Since 1980, Shenzhen’s GDP has been growing at an average rate of 20.7%, reaching 2.69 trillion yuan in 2019. It means in economic terms, Shenzhen has surpassed city-economies like Hong Kong and Singapore, and even some western European countries like Sweden and Austria. With a resident population of 12.53 million, Shenzhen had a GDP per capita of 29.5 thousand USD in 2019, roughly the same as that of the Republic of Korea and overtaking some European countries like Portugal.

After 40 years, Shenzhen has promoted itself onto a track of high-quality development: the city has the highest GDP per capita and per land area in the country, with the lowest energy and water consumption per unit of GDP. It has 1.97 million private companies (99.6% of the total) that contribute 40% of the city’s GDP, 60% of the tax revenues, 70% of the employment and 90% of the patents. 8 out of the Fortune Global 500 have their headquarters in Shenzhen. In 2019, the city’s total foreign trade value stood at 2.98 trillion yuan, including an export of 1.67 trillion, higher than any other cities in the Chinese mainland for the 27th year straight, as well as the highest FDI stock. At the same time, it is also a garden city with nearly 1,000 parks scattering across the urban area. A comprehensive social safety net is well in place for all the residents who have an average life expectancy of 81.45 years old.

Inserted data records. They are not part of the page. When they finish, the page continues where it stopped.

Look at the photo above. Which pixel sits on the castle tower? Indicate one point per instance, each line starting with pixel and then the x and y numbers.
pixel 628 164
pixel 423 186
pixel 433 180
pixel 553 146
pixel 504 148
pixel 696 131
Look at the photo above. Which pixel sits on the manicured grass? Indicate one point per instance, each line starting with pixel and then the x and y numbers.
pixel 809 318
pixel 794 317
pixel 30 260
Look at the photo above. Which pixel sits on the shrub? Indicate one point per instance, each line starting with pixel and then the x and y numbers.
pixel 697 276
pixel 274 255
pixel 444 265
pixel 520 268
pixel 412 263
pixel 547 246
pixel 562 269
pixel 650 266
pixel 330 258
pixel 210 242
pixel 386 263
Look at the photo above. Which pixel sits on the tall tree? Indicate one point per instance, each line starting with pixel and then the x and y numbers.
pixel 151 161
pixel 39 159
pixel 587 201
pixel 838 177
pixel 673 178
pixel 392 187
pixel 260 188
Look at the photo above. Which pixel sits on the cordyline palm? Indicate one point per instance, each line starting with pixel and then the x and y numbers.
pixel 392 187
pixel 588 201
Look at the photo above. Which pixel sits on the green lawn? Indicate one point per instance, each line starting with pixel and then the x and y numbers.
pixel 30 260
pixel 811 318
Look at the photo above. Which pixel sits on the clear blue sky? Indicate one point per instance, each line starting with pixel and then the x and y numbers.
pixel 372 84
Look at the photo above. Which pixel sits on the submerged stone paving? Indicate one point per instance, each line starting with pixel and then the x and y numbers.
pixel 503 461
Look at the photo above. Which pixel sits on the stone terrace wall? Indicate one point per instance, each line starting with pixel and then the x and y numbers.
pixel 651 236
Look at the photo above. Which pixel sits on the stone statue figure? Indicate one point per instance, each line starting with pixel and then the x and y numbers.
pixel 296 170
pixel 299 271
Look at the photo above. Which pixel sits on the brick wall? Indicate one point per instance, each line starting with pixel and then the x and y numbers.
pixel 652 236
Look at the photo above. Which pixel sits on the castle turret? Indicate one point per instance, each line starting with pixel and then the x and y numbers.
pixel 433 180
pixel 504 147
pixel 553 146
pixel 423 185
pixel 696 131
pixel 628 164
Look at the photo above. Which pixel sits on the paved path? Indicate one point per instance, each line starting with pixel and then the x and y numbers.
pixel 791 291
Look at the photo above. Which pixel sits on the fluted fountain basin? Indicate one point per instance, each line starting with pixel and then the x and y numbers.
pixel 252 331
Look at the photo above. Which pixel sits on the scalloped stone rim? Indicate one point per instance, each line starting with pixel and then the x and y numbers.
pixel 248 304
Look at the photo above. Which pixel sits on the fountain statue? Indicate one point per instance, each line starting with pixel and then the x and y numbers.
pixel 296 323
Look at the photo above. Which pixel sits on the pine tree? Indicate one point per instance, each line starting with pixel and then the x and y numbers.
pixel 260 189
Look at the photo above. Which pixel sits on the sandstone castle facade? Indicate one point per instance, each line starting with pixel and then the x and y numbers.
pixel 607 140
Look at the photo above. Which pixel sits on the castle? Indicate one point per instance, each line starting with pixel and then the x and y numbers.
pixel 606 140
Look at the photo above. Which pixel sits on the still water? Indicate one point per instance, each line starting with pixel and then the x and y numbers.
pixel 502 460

In just 40 years, Shenzhen evolved from a rural backwater into a well-developed modern metropolitan with more than 20 million urban population, the 11th largest global financial hub and a world-class innovation centre. It is too big a development miracle to be overlooked. The Economist magazine once marveled at the "Miracle of Shenzhen", calling it the greatest success story out of the more than 4,000 special economic zones around the world. Ezra F. Vogel, a prominent American scholar and China expert at Harvard University, wrote in his book Learning from Shenzhen that “no city in the world has ever grown as rapidly as Shenzhen, China’s southern gateway to the outside world.”

Path of Shenzhen

Over the past few decades, China has taken a distinctly Chinese approach to its reform and opening up-one that seeks a balance between prudence and innovation. The traditional Chinese philosophy always holds a dialectic view on dealing with the changing and the unchanged. Just like Xunzi (or HsunTzu), a famous Confucian philosopher living in the 3rd century B.C. put it, “Nature operates on consistent principles” and “not knowing the consistent means inability to deal with changes”. Because there is no successful model to be followed – everything is new and unprecedented in building a socialist country of the size of China – it has to dwell on the best practices from the lessons learned in the past when feeling its way forward in unfamiliar waters. But at the same time there is also a sharp edge to this approach that encourages trailblazing innovation and experimentation, where cities like Shenzhen came into play.